It gets difficult to keep track of the ever-mounting list of vulnerabilities COVID-19 has uncovered, but near the top of the list in manufacturing is supply chain woes. A new logistics solution from Schreiber Foods is designed to address some of those problems.
In February, the Green Bay-based private label dairy products maker debuted Schreiber Logistics, a subsidiary of the company that provides redistribution solutions to other food manufacturers and aims to relieve some of the pains of managing the end-to-end supply chain.
“What you see now is that very rigid supply chains no longer work. You have to have solutions that are responding to customer demand changes and products and regions, and you have to have organizations and supply chains that can adapt at a much faster rate and offer a lot more flexibility in the supply chain,” says Jeremy Koskey, director of Schreiber Logistics.

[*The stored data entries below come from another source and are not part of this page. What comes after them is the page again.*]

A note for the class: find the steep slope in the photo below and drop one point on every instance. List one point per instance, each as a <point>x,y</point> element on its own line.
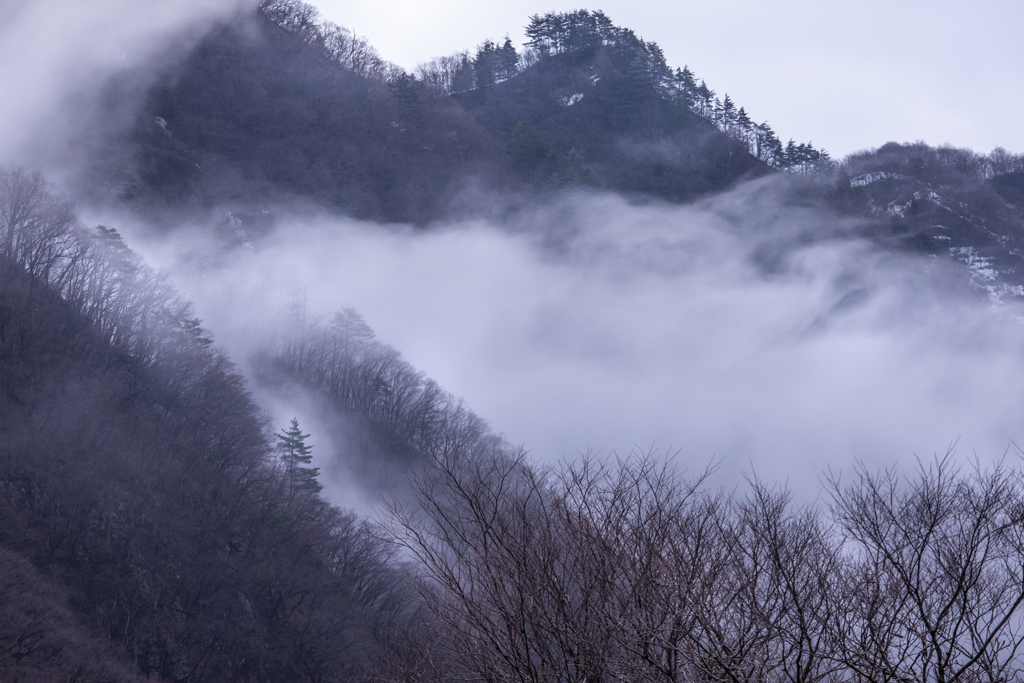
<point>264,112</point>
<point>949,202</point>
<point>137,478</point>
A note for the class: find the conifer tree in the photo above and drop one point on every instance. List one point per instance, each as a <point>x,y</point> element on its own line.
<point>296,455</point>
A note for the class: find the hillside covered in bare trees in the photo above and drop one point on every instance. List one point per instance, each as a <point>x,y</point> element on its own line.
<point>159,522</point>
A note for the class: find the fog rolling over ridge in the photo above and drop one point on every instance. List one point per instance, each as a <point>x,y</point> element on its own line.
<point>732,329</point>
<point>58,55</point>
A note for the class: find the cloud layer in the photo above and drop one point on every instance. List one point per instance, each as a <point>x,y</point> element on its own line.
<point>55,54</point>
<point>733,329</point>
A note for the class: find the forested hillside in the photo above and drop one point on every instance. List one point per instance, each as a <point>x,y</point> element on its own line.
<point>156,524</point>
<point>139,481</point>
<point>278,107</point>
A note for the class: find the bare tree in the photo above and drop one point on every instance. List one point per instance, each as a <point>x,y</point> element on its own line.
<point>937,581</point>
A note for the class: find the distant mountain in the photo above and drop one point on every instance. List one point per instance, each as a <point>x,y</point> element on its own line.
<point>272,108</point>
<point>948,202</point>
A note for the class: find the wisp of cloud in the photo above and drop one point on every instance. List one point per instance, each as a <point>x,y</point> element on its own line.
<point>734,329</point>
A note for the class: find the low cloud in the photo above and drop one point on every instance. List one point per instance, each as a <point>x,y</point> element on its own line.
<point>734,329</point>
<point>55,55</point>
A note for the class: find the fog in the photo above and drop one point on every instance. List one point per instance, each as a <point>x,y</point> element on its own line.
<point>737,330</point>
<point>56,54</point>
<point>766,337</point>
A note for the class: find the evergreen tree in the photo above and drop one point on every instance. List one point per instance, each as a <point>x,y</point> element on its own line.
<point>297,456</point>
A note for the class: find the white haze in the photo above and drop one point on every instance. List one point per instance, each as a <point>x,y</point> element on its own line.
<point>54,54</point>
<point>733,330</point>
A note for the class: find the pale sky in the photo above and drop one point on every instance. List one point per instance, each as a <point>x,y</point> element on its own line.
<point>844,75</point>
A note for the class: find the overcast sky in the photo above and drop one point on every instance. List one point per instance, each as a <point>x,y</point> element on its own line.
<point>844,75</point>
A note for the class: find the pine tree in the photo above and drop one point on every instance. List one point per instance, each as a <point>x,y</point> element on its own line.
<point>296,455</point>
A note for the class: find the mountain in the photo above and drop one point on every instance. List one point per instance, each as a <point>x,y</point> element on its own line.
<point>262,112</point>
<point>152,529</point>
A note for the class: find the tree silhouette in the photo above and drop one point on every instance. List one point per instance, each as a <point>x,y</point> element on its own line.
<point>297,455</point>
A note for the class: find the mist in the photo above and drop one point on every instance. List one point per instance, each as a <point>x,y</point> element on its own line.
<point>735,330</point>
<point>57,54</point>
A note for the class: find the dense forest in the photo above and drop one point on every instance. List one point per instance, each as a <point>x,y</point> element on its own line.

The solution consolidates deliveries through other food manufacturers adding their products to Schreiber’s trucks. It offers another alternative within the food supply chain and is ideal for dry refrigerated items that need to get from a manufacturing location to a store shelf or restaurant, Koskey says.
The pandemic has brought many changes for food manufacturers. Volume has moved away from foodservice and restaurants and toward retailers. Warehouse and refrigerated spaces have become more of a commodity, and organizations may get penalties and fines for failing to meet service levels and targets. Schreiber’s scale helps neutralize that because its volume is stable and predictable and it has longstanding relationships with carriers and transportation providers.
“Transportation, in general, is just very volatile, whether that’s the (number of) trucks on the road, the available drivers, the costs associated with that,” Koskey says.
Schreiber moves more than 2 billion pounds of refrigerated product to U.S. retailers, foodservice businesses and contract manufacturing customers each year. Schreiber Logistics, which serves the entire U.S. supply chain, allows other companies to take advantage of the scalable systems and processes Schreiber has built.
Koskey says Schreiber Logistics is a good fit for regional manufacturers that need national distribution and provides a tool for smaller or growing organizations that might not have the same talent or resources to devote to logistical solutions as larger firms. In addition, it could help manufacturers that are only in one segment of the food industry and are looking to break into others.
“The traditional supply chain model has trucks … taking products from one location to another. You have warehouse providers that store product. Because we’re a manufacturer and have privately held goods going to several restaurants around the country and retail using our supply chain, we can leverage it in all different ways,” he says.
Unlike many other solutions, Schreiber Logistics offers manufacturing, warehousing and transportation capabilities through one service as well as providing access to customers including grocery and club stores and foodservice providers. Because Schreiber’s goods are on each load, the company also has a vested interest in ensuring other manufacturers’ goods reach their destination on time.
With Schreiber’s scale, the odds are good that the company is already shipping to a manufacturer’s customers, and Schreiber Logistics means manufacturers can work with just one entity rather than multiple warehouses or carriers.
The benefits for companies that work with Schreiber Logistics include improved service through product reaching its destination more quickly, lower transportation costs, fewer penalties and the ability to reach new markets.
Koskey says interest has been strong among manufacturers and Schreiber Logistics will continue to expand its capabilities and efficiencies.
“At the end of the day, we’re trying to reduce costs, get product to make sure it’s on the shelf or at the restaurant on time for fresher product and at a lower cost, and hopefully allow those manufacturers to grow their business and also help those foodservice providers and those retailers to have more efficiencies on their inbound products,” he says.